The no approved potable water supply violation at the Ocala location is among the most acute findings in the data. Non-potable water used in a food establishment can carry E. coli, Cryptosporidium, Giardia, and Legionella. Every step of food preparation, from washing produce to rinsing equipment, becomes a contamination event when the water source itself is not safe.
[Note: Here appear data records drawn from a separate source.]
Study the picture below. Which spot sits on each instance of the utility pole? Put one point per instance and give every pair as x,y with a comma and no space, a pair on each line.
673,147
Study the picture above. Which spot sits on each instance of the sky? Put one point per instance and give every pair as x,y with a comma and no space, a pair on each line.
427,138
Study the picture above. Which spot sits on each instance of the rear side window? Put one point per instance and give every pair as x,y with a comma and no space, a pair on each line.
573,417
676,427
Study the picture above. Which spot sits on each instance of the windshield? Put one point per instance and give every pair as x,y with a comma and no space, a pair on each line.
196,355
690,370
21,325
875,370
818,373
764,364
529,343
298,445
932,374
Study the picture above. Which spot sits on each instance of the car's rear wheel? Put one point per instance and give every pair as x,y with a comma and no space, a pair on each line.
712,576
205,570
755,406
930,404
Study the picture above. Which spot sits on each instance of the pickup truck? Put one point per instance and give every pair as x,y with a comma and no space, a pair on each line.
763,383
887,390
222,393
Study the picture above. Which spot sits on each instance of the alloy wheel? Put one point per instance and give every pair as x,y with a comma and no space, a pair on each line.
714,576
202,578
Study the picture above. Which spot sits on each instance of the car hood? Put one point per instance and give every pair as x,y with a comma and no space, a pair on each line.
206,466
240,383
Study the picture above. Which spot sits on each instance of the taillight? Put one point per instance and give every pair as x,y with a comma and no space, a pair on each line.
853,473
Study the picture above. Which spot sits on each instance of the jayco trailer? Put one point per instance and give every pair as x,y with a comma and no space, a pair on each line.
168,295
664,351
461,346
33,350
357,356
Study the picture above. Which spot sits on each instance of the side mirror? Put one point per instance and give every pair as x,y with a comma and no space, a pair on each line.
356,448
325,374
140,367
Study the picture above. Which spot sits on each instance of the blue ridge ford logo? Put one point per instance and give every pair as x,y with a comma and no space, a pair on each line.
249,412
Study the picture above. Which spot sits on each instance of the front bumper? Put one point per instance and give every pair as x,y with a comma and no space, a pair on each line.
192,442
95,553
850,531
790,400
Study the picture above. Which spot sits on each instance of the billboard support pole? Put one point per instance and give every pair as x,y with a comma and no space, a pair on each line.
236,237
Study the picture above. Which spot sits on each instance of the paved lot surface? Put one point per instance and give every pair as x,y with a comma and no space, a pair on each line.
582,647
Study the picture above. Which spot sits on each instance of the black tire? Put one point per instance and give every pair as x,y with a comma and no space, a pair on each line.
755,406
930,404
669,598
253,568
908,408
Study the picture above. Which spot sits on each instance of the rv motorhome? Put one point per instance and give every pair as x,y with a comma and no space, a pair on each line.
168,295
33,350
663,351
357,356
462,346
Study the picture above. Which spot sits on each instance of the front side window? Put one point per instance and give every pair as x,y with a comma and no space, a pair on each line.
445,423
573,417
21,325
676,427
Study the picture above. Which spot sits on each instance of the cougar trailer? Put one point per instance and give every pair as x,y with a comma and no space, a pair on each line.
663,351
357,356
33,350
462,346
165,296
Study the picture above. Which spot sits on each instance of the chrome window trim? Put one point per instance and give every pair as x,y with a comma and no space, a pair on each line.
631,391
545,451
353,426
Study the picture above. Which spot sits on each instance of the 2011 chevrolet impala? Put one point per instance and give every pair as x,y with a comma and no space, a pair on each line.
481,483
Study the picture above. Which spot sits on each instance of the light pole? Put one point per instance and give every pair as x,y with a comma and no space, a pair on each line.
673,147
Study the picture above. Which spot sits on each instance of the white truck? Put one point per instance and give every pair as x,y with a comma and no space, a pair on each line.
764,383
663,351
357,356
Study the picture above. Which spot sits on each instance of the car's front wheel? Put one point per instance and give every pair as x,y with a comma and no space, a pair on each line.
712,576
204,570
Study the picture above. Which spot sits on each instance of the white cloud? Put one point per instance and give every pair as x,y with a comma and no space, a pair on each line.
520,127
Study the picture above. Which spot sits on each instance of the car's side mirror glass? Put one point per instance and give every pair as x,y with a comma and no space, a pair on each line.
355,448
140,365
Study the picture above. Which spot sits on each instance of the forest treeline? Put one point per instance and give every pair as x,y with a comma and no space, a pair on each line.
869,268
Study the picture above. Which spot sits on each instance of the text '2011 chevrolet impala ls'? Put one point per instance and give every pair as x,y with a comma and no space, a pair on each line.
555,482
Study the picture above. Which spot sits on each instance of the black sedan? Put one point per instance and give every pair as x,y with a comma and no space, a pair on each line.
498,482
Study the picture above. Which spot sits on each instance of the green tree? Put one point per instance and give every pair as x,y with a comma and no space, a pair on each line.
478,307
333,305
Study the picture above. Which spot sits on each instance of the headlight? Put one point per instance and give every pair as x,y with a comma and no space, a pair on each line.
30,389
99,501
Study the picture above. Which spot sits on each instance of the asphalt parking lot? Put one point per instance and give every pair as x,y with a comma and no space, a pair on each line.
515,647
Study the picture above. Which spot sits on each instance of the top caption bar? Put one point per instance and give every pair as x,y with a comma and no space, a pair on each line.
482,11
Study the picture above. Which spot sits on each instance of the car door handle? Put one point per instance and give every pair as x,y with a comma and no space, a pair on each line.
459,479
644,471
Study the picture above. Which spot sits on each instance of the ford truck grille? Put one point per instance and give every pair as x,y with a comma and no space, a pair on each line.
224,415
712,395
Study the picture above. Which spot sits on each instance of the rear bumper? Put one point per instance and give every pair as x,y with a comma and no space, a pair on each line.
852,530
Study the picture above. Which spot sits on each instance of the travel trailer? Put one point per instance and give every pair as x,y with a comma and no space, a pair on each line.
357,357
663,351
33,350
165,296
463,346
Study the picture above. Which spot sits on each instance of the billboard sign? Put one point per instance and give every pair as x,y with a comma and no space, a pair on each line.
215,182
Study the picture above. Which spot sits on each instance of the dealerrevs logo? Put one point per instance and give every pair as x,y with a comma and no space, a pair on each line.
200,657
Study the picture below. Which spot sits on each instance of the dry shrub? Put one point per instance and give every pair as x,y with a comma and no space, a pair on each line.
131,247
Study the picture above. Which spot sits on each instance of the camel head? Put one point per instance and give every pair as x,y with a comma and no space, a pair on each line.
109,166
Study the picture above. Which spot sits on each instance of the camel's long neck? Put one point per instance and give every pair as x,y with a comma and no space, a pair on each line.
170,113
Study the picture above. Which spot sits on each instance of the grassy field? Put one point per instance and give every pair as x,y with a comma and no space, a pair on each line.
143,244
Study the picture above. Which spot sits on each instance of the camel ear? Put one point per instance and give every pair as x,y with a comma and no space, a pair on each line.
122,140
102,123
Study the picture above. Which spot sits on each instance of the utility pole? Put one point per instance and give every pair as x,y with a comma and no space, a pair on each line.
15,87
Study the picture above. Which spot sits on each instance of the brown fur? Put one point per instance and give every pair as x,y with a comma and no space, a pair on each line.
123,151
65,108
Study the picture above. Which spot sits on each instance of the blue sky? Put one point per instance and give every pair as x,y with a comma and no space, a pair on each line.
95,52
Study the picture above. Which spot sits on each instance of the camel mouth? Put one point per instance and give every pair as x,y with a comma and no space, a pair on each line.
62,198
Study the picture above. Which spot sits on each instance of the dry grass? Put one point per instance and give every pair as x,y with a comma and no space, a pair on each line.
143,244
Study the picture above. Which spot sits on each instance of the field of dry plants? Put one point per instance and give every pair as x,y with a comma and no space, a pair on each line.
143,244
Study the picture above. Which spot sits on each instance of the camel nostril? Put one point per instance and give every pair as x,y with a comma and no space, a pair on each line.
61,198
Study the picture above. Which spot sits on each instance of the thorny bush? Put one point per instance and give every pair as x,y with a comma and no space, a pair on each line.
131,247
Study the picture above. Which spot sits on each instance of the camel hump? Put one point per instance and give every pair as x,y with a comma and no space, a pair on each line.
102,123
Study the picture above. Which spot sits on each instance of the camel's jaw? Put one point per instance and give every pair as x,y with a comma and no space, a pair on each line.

Parasite destruction procedures not followed, cited at the Orlando Colonial Drive, Tampa Ehrlich Road, and Dunedin locations, means that fish or other proteins requiring a verified freeze cycle or minimum cook temperature did not receive that treatment. Parasites including Anisakis in fish and Trichinella in pork survive undercooking. At a chain that does not typically advertise raw fish preparations, the repeated appearance of this violation at three locations raises questions about what products triggered it.
The Longer Record
Across all 238 Florida KFC locations, state records show 5,392 inspections on file, an average that works out to roughly 22 inspections per location over the life of the record. The chain's statewide pass rate of 90.76 percent means that roughly one in ten inspections across all Florida KFCs has resulted in a failure to meet state standards.
The average of 4.75 violations per inspection statewide provides a baseline. The Ocala location's eight total violations in a single visit, seven of them high-severity, is nearly double that average in one inspection alone. The Palatka location's eight total violations, split evenly between high-severity and intermediate, matches that count and came with the added anomaly of shellfish traceability records being flagged at a location not known for shellfish-forward menu items.
The two Orlando locations tell different stories within the same metro area. The Colonial Drive location logged five high-severity violations including undercooked food and improper sewage disposal, a combination that points to operational failures across multiple systems simultaneously. The Cinderlane Parkway location, with three high-severity violations, is less acute but adds to a pattern of the Orlando market producing repeat citations in the same categories, particularly unsanitized food contact surfaces and toxic chemical storage.
The Tampa market contributed two separate locations to the list. The Ehrlich Road KFC/Taco Bell and the N 50th Street KFC each drew citations for food sourcing or condition problems alongside contact surface failures, suggesting the violations are not isolated to a single manager or shift but distributed across the market.
The Pattern Across the Chain
No consumer advisory for raw or undercooked foods appeared at six of the ten locations, more than any other single violation type in the period. That citation is not about food handling in the moment. It is a documentation and policy failure, one that a corporate operator with 238 Florida locations has the infrastructure to correct chainwide.
Toxic chemicals improperly stored or labeled appeared at four locations, in Ocala, Macclenny, Palatka, and Palm Harbor. Cleaning chemicals stored near food or left unlabeled create contamination risk that is entirely preventable and entirely unrelated to the complexity of food preparation.
The Ocala location's combination of no person in charge, no potable water, food from unknown sources, improper handwashing technique, and toxic chemical storage failures in a single inspection visit remains the most unresolved finding in the data. State records do not indicate whether a follow-up inspection has been completed.